These two two little cuties are the daughters of my great grand uncle, Hugh Brawley. Hugh left Scotland in 1888 to work in the mines in Pennsylvania and it was there he met his wife, Alice Shannon. The twins were born in February 1894. I am so lucky to have this photograph which was kindly shared by a distant cousin I made contact with through my research. I wonder if a copy of the picture was sent to my great, great grandmother back in Scotland and how she might have felt knowing she was unlikely to ever meet her little granddaughters.
The family made their home in Starks Park, a mining community in Moosic and I’m sure this picture would have been on display there. As a young couple with two new babies Hugh and Alive must have been full of plans for the future but tragedy struck in December 1895 when Hugh lost his life in a mining accident. He was hit by falling rocks and died as a result of his injuries.

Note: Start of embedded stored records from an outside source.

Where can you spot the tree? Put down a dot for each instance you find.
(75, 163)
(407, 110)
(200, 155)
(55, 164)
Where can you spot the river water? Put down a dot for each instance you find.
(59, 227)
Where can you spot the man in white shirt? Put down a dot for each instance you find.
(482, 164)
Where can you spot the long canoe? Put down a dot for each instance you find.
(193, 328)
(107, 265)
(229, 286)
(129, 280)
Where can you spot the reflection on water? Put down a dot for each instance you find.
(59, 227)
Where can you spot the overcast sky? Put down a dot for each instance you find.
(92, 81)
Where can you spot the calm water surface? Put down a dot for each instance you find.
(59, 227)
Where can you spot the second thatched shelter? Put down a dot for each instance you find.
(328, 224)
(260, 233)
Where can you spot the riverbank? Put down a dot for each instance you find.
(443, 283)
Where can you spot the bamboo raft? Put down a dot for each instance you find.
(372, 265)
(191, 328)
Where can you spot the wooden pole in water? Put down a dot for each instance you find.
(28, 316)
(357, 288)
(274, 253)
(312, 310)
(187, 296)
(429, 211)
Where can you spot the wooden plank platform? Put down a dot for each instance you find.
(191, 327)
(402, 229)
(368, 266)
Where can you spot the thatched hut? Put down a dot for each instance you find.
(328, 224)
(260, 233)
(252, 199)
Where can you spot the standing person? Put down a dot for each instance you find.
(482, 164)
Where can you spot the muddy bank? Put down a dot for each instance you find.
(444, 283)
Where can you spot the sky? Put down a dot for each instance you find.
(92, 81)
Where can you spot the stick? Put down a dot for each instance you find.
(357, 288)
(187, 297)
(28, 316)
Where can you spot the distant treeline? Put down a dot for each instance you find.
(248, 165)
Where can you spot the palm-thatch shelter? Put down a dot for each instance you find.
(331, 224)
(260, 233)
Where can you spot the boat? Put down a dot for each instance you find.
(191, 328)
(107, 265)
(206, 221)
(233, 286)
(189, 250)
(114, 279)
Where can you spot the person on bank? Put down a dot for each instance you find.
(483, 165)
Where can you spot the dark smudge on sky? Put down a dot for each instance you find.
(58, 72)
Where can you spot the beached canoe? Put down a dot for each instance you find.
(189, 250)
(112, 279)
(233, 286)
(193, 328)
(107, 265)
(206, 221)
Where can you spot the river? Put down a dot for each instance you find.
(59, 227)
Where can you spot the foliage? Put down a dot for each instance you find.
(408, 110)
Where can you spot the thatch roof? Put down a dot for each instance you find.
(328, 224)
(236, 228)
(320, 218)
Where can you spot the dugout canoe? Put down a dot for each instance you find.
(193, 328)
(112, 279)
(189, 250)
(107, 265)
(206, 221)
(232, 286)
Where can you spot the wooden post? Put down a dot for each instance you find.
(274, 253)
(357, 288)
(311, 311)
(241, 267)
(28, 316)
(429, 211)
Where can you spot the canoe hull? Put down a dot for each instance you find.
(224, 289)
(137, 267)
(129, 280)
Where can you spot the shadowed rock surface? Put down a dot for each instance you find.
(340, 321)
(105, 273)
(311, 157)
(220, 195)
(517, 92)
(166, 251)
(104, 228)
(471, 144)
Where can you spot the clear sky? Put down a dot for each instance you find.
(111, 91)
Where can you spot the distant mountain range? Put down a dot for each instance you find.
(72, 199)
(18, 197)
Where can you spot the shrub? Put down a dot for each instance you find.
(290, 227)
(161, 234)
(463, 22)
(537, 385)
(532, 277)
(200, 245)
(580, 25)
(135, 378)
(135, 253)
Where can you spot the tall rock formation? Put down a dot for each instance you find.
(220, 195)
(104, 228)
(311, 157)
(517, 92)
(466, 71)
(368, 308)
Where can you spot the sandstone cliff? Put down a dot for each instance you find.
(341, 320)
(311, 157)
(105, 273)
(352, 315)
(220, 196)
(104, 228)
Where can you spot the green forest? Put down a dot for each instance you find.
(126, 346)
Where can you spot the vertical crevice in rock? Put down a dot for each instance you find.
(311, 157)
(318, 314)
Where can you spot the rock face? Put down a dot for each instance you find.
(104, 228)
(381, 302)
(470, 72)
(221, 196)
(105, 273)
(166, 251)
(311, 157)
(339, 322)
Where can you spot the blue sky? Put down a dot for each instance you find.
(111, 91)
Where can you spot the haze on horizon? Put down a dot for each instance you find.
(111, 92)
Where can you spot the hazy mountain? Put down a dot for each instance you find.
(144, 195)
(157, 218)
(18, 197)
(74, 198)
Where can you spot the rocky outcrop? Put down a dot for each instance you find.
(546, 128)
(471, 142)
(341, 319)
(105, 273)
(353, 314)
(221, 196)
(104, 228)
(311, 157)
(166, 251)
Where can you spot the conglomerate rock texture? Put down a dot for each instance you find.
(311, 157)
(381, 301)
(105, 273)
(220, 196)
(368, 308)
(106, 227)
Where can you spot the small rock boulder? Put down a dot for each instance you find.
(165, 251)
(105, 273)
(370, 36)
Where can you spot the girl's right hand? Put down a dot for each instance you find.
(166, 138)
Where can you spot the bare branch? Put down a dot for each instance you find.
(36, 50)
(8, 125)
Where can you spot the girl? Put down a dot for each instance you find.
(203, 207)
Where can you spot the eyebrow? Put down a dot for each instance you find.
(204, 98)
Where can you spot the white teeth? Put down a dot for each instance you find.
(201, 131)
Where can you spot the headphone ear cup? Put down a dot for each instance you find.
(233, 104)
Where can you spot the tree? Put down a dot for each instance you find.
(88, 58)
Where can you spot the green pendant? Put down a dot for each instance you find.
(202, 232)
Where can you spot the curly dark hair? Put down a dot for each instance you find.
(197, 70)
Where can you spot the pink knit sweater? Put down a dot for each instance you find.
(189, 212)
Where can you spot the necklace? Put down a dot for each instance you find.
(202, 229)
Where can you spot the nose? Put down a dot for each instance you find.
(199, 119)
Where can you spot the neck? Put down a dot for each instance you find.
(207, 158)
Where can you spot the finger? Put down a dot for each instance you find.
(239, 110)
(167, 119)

I don’t know how things worked back in those days but I doubt there was much compensation or help available for Alice and the girls. How did they cope and who did they turn to?
Little Nellie died in 1899. At five years old Sadie had lost her father and her twin sister. It’s heartbreaking but this must have been one of the last photographs of them together.
How often must Sadie have looked at this photo and longed for her sister?
In 1912, at the age of 18, Sadie married Raymond Lorenzo Powell in Millville, New Jersey. The 1920 census shows them still in New Jersey along with son, Raymond who was born in 1914. In 1925 Sadie gave birth to daughter Elizabeth who was known as Betty. Raymond Snr. worked as a bus driver and Sadie stayed at home in their rented house in Camden, New Jersey to look after the children.
Sadie was widowed in 1963. She remained in Camden until her death in 1969.
Having written a previous post about her father, Hugh I had wondered what became of Sadie after the early tragedies in her life. I was thrilled therefore to make contact with someone who knew and remembered her. Sadie was described to me as a kind and friendly person who enjoyed life. I’d say she deserved her happiness.